Ditch your laundry list of topics you want to write about. Ignore all the outlines you started months, nay, years ago. They’ll be useful later. Maybe.
My biggest writing secret is getting down what I have on my mind the moment the idea strikes. Usually it’s in the morning when the internet is quiet and my mind has time to wander.
Don’t worry about an introduction, conclusion, the flow, grammar, any of it yet. Edit later. Just get your raw message down. Ignore finding the perfect tool. Choose an editor that’s familiar (email draft, notes app on your phone, a slack message). Start with what feels comfortable and known. That might help you discover you are already a writer!
Quietly publish your post. Don’t tweet your post, share it, or add it to a publication. Do nothing. I don’t recommend Medium because it automatically promotes articles. Publish somewhere less smart like a Wordpress or Tumblr. Start by just practicing clicking the big button. Consider this a practice round Practice going live. Something magically happens in our minds when our works shifts from draft to live.
Do that again and again until you feel brave enough to share it with one or two friends. They will likely be kind and engage with your work to help build your writing confidence. You can share it with me!
Sometimes I edit from my phone on the train ride into work if it’s a short post. Be sure anything live and in public is true, reflects your beliefs, and is error free. For beginners, publish within 1–3 hours of your first draft. If you have more to say or it doesn’t capture exactly what you meant, edit the post, delete what’s unclear, or write a follow up post later.
If you want people to read your post, write something short. Choose a clear headline. Don’t overthink it or worry about link baiting.
Have a lot to say? Like a lot, a lot? Publish part 1 of a series. A A series can help you also build momentum and encouragement to keep going.
What to write about
Write about whatever is on your mind, something you’re trying to sort out, or a summary of an experience you had. As you write more often, you’ll figure out what you enjoy writing about. Do whatever that is, more.
A nice shortcut for business writing is transforming a thoughtful email into a public post. This works well if you have any “how-to” emails, like How to start a book club.
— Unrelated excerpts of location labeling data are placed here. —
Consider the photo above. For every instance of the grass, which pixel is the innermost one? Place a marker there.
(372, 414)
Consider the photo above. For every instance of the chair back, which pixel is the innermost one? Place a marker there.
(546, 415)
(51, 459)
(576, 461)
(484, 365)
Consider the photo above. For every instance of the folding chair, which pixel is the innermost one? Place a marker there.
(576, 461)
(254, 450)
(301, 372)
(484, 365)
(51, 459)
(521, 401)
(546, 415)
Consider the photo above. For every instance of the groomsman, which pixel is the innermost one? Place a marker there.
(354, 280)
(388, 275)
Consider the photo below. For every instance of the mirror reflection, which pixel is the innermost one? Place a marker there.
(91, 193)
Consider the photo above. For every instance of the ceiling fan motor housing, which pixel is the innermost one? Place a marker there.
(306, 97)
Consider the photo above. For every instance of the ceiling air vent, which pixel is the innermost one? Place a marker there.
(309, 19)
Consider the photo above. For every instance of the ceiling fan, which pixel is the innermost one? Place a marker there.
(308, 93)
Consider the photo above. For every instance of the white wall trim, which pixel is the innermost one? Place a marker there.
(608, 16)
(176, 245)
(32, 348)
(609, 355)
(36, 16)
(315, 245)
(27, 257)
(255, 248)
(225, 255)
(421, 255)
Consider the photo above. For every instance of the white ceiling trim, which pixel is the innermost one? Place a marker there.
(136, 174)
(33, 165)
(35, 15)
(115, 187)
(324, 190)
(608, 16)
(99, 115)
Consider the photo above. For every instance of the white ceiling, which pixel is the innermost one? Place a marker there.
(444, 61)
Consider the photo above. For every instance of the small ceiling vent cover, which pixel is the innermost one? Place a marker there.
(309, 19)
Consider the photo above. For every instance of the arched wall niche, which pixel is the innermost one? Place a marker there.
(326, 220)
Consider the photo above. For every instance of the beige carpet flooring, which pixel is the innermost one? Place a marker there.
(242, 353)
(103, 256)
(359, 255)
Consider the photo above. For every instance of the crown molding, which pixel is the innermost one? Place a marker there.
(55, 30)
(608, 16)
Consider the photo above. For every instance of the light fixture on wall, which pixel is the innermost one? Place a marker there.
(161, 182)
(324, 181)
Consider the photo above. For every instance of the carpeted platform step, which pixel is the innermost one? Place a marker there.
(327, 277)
“But Ninaaaaaaaaaa, writing is still hard!”
Of course it is hard. It’s a real skill. People spend their entire lives workshopping their writing and perfecting their skill. So yeah, it’s hard sometimes.
But I have good news for you. Like everyone else, you’ll get better at it by simply doing it more. Here’s some depressing but also helpful advice a professor once gave me: There’s so much content out there, that unless you’re internet famous, very few people have the time or interest to read or hear everything you have to say. Start by just publishing for yourself and let that be enough.